Utilizing Mobility Tracking to Identify Hotspots for Contagious Disease Spread A Case Study of UNITEN Students Using Google Map Data

Main Article Content

Yaw Mei Wyin https://orcid.org/0009-0006-6731-6407
Prajindra Sankar Krishnan https://orcid.org/0000-0001-9415-5262
Chen Chai Phing https://orcid.org/0000-0002-1742-0883
Tiong Sieh Kiong

Keywords

Hotspot, HDBSCAN, infection disease, COVID-19

Abstract

A significant global health problem nowadays is the incidence of serious infectious illnesses. An extraordinary humanitarian crisis has been brought on by the current COVID-19 pandemic, which has spread around the world. The spread of new viruses has put established healthcare institutions under tremendous strain and created a number of pressing problems. It is important to predict the future movement and pattern of the illness in order to decrease infectious instances and maximize recovered cases. This research paper aims to utilize mobility tracking as a means to identify hotspots for contagious disease spread. The study focuses on collecting and analyzing mobility data from UNITEN students using Google Map data over a period of two weeks.
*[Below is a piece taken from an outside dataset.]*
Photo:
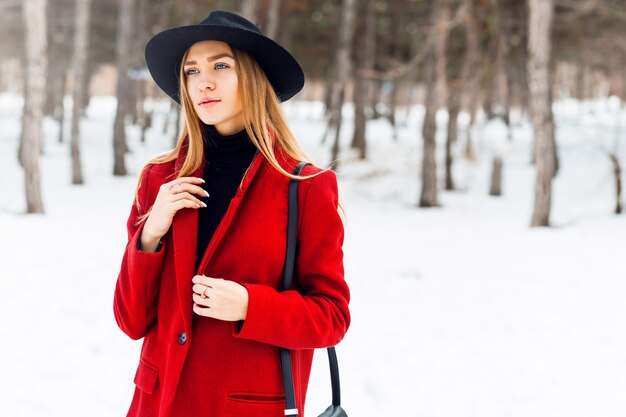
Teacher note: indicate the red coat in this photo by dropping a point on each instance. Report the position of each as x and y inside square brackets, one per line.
[153, 295]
The paper describes the data collection process, data pre-processing steps, and the application of the HDBSCAN algorithm for hotspot clustering. The results demonstrate the effectiveness of HDBSCAN in identifying hotspots based on the mobility data. The findings highlight the potential of mobility tracking for disease surveillance and provide insights for public health interventions and preventive measures.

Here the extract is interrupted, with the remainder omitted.